I got a 460 came a 20in bar shifted it to an 18in with chisel chain...does way better. Think I will stick with that setup, no issue in hard woods


----------



## rbrown

I have a Husqvarna 455 Rancher and at times when I run into big wood (3' red oak) I will run a 24" bar with a full chisel chain. You take your time and it will work. If you are cutting big wood most of the time then a larger cc saw should be used. 

I think that the 455 Rancher is under rated for the price range it's in.


----------



## DiscoInferno

Although I primarily use the 18" bar that came with it, I also have a 24" bar that fits both my 455 and 359.  It did surprisingly well with it with full-chisel skip chain in oak and elm.  I guess if you figure that full-skip chain has I think 2/3 of the tooth density of full comp, then 24" skip is more like 16" full comp.  I did have seizing problems with the oiler on medium with the 18" bar, but so far no problems with the oiler wide open on 24".  YMMV.

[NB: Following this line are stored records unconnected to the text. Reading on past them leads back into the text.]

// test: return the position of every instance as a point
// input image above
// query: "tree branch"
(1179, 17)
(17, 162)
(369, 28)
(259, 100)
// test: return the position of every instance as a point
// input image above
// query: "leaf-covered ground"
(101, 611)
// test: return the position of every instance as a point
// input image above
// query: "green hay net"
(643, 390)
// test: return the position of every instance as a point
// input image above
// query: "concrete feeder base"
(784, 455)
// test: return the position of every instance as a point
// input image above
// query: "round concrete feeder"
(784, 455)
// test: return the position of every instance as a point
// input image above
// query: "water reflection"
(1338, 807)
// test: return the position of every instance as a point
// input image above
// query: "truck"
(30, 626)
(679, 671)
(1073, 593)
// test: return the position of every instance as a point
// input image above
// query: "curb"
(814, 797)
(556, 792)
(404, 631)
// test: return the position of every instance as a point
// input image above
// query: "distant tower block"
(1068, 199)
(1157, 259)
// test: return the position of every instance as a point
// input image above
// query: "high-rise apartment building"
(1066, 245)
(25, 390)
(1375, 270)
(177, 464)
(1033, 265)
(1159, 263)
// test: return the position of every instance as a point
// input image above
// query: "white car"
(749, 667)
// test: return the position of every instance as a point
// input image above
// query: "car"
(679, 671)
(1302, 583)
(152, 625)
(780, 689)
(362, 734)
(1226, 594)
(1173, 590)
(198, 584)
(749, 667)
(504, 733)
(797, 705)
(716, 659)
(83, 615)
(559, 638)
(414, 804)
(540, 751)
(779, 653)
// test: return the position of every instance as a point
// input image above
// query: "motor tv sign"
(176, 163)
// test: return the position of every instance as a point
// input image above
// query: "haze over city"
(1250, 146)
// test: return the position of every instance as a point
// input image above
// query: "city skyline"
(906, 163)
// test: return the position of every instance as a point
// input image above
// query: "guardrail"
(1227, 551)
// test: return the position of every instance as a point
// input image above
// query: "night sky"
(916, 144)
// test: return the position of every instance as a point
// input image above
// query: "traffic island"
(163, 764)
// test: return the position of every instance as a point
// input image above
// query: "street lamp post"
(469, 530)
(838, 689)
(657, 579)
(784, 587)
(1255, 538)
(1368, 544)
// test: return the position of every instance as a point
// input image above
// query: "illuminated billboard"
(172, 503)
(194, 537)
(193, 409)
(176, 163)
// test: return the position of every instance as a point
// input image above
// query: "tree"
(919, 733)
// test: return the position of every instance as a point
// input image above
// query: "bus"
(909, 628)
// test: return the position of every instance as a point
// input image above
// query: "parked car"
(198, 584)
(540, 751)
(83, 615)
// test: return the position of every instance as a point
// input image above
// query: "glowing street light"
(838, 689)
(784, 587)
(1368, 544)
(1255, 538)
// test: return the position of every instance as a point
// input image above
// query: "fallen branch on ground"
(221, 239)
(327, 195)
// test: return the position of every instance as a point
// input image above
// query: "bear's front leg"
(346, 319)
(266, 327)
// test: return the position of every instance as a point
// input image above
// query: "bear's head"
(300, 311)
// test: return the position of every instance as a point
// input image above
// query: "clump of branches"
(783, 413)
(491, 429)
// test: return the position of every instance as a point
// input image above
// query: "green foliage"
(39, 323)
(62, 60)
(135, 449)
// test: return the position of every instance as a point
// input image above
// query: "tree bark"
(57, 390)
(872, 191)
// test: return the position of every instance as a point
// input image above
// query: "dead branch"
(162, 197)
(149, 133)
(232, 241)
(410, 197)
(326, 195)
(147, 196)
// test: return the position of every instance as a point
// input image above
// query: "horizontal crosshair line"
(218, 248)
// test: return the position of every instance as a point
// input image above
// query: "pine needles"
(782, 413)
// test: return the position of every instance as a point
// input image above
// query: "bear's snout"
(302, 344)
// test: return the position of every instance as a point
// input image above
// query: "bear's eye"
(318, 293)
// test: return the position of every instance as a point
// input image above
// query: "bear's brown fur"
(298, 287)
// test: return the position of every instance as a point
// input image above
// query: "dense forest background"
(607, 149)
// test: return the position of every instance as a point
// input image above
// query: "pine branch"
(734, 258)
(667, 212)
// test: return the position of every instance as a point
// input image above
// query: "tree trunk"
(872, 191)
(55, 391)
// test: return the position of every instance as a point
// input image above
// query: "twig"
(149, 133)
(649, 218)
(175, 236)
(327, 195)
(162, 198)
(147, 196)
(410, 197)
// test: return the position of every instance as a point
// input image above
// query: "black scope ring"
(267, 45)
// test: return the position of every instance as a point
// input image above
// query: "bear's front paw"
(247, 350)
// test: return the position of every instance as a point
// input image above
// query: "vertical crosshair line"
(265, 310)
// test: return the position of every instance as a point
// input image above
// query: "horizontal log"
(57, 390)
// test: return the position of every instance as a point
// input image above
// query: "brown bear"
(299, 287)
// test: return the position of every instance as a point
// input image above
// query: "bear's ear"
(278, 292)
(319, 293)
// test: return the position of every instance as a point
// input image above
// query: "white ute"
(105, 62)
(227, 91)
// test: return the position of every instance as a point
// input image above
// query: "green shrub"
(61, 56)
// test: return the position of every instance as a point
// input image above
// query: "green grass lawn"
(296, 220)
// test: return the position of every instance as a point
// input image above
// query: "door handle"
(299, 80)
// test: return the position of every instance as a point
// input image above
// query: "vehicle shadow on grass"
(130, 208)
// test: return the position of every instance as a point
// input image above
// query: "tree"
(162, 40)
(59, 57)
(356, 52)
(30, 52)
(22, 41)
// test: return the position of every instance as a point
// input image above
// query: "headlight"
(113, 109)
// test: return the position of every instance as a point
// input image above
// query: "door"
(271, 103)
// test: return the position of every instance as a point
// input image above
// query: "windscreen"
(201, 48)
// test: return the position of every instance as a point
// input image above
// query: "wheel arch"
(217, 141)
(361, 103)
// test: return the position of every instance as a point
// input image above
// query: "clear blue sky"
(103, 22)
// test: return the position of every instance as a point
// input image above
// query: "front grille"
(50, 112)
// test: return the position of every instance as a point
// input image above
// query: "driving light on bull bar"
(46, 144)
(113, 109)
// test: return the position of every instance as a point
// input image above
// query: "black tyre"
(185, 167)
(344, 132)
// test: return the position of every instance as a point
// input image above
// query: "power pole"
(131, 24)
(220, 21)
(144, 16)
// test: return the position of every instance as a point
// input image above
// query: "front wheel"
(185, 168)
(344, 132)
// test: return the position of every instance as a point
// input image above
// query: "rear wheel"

I have also used the 455 w/ 24" chain for a little milling, but that's definitely not a strength of that saw.  Very slow.


----------



## iod0816

My father runs a 24 on his rancher. Keeps it sharp, doesn't tackle anything 20 or larger not the best but it works for him. He has been cutting with this saw and size for a good long time. Keeping it sharp is prolly the saving grace.


----------



## Bret Chase

My 455R does just fine in anything short of locust or hard maple.... then I feel the limit of it's horsepower...


----------



## MasterMech

rbrown said:


> I think that the 455 Rancher is under rated for the price range it's in.​


 
The Sthil MS290 soundly thumped the 455R on both power and price. (But not ergonomics!)  Now that the plug has finally been pulled on the 290, the 455 is probably the best saw running a 20" bar for under $450.



PapaDave said:


> Mine came with a 20", and I'd like to change to an 18" as soon as this one wears out. Don't need the 20" most of the time anyway.​


 
I'd go 16" Dave.  Save weight and maximize the available power. Ask DexterDay how he liked his 455R 16" setup. 



buddylee said:


> Anyone ran a 24" bar on a 455? If so how did it do.


 
I guarantee you won't be happy with the power/speed. And you're likely to run out of oiler too.  If you need a bigger bar for 1 job, beg, borrow, or rent a bigger saw.  If you intend to run a 24" bar semi-regularly, I'd start looking for a bigger saw.


----------



## ArsenalDon

midwestcoast said:


> the oiler is barely up to handling a 20"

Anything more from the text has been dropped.